When either of the above cases occurs, upon divorce, if no agreement could be reached by the spouses and upon request, the Court will divide the common properties of the spouses according to the principle of common properties division and in accordance with the Law on Marriage and Family.
Currently, there is a controversial topic: if the properties are privately owned or used by a spouse but is additionally invested in and built by the spouses during the marriage period, could it become the common properties of the spouses[4]? Many people think that if they are the properties of a spouse, it is impossible to transform private properties into common properties of the spouses without his or her mutual consent. Contrary to this view, another view is that the current property value has greatly increased thanks to the joint efforts of both spouses during the marriage period. As a result, it is not reasonable to consider this as private properties of each spouse.

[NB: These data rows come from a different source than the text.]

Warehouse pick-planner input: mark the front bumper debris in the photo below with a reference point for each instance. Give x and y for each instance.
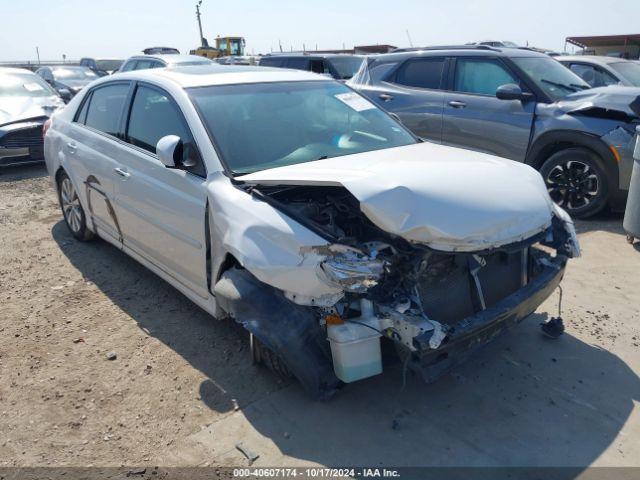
(477, 330)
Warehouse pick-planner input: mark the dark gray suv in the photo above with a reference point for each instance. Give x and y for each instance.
(518, 104)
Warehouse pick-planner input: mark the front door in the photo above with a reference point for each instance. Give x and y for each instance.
(475, 118)
(162, 210)
(93, 149)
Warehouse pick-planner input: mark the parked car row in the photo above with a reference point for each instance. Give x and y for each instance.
(26, 102)
(518, 104)
(512, 102)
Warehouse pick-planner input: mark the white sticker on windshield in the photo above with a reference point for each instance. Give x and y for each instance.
(33, 87)
(355, 101)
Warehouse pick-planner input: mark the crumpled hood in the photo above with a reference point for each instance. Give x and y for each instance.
(614, 98)
(448, 198)
(13, 109)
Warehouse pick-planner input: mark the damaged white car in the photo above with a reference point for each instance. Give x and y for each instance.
(293, 205)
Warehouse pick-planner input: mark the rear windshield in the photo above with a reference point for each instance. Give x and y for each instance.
(268, 125)
(24, 85)
(346, 66)
(109, 65)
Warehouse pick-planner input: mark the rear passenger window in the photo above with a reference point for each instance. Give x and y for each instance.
(81, 116)
(105, 108)
(593, 76)
(481, 76)
(153, 116)
(422, 73)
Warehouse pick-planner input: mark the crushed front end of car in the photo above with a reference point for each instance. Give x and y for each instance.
(438, 268)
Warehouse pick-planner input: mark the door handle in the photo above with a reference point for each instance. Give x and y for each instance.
(121, 172)
(457, 104)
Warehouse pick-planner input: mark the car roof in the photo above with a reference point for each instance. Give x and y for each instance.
(594, 59)
(15, 70)
(102, 58)
(460, 50)
(215, 74)
(311, 55)
(170, 58)
(67, 67)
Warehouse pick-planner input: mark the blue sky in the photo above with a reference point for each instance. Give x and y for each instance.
(120, 28)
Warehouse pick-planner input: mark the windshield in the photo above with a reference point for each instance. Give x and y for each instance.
(549, 75)
(346, 66)
(109, 65)
(74, 74)
(629, 70)
(24, 85)
(268, 125)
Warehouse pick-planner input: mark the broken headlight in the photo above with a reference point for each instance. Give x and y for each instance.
(572, 244)
(352, 271)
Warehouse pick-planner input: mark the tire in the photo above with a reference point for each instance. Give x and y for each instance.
(262, 355)
(72, 210)
(577, 180)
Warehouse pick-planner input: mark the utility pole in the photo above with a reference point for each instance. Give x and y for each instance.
(199, 22)
(409, 37)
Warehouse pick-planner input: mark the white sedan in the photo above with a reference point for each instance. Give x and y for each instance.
(290, 203)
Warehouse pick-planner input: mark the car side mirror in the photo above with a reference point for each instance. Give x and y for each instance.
(511, 91)
(169, 151)
(65, 93)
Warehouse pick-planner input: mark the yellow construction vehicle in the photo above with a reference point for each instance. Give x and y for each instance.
(225, 46)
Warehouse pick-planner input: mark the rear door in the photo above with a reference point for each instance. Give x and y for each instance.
(475, 118)
(414, 93)
(93, 151)
(162, 210)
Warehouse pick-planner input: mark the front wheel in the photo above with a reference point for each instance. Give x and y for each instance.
(72, 210)
(576, 180)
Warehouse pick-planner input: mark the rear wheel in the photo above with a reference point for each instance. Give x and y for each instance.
(72, 210)
(577, 181)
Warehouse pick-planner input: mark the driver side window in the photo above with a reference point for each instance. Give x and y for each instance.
(154, 115)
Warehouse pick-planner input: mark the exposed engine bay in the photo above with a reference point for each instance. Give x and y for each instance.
(423, 300)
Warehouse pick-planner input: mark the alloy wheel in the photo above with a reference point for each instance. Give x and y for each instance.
(573, 184)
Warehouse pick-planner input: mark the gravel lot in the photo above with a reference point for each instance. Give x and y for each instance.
(182, 390)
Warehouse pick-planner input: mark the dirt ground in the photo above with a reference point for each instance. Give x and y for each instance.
(182, 390)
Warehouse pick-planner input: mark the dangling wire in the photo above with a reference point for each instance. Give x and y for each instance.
(405, 364)
(559, 301)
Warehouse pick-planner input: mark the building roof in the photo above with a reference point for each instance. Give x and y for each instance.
(605, 40)
(593, 59)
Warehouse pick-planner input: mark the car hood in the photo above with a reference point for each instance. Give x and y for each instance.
(612, 101)
(14, 109)
(447, 198)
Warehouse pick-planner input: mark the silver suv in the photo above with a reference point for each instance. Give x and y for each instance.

Despite the above arguments, it is not too difficult to identify the common properties of the spouses on the basis of classifying properties as objects under the Civil Code. A non-consumable object is an object which, after having been used many times, substantially retains its original characteristics, appearance and use functions, due to its characteristics[6]. Such an object cannot be transformed into common properties of the spouses. If the non-consumable objects are repaired, maintained, or renovated and still retain their value or that the value has increased, then this added value arising from the private or common properties of the spouses will be considered since at this time, the property is not the same as the original object. Let’s take the case of an object with its own characteristics, symbols, shapes, colours, materials, features and locations which is the private property of a spouse and is used and managed as common properties of the spouses. Over time, the value of the object increases even without the active development from both spouses. When divorced, this object, though increasing in value, is still considered to be private property, which is more reasonable because of its specific physical characteristics, which is still such object as before the marital period. However, if the object is sold, then the amount of money now (increased in number) must be considered as a common properties taking into account the efforts of the two spouses.
Facing the
above debate, the Vietnam Notary Association offered the following
solution: if during the process of
management and joint use, the value of the properties were raised and that the owner of these properties proves that the
embellishment of the properties are based on his or her private properties and
without any contribution from the other spouse, he or she shall automatically be entitled to independently dispose the properties
and vice versa. Indeed, if it could
not be proven, then according to the principle
of presumption by law, the value invested
to develop the properties are sourced from the mutual properties, the
contribution of both spouses during the marital period, so when making
transactions for these properies, it requires
approval of the spouses even if this
is still the private property of a spouse.
[2] Article 63 of Law on Marriage and Family 2014.
[4] Hoang Yen, “Entanglementt in establishing common properties of husband and wife”, Can Tho Newspaper – Social-legal section, https://baocantho.com.vn/vuong-mac-trong-viec-xac-lap-tai-san-chung-vo-chong-a111748.html.
[6] Article 112.2 of the Civil Code 2015.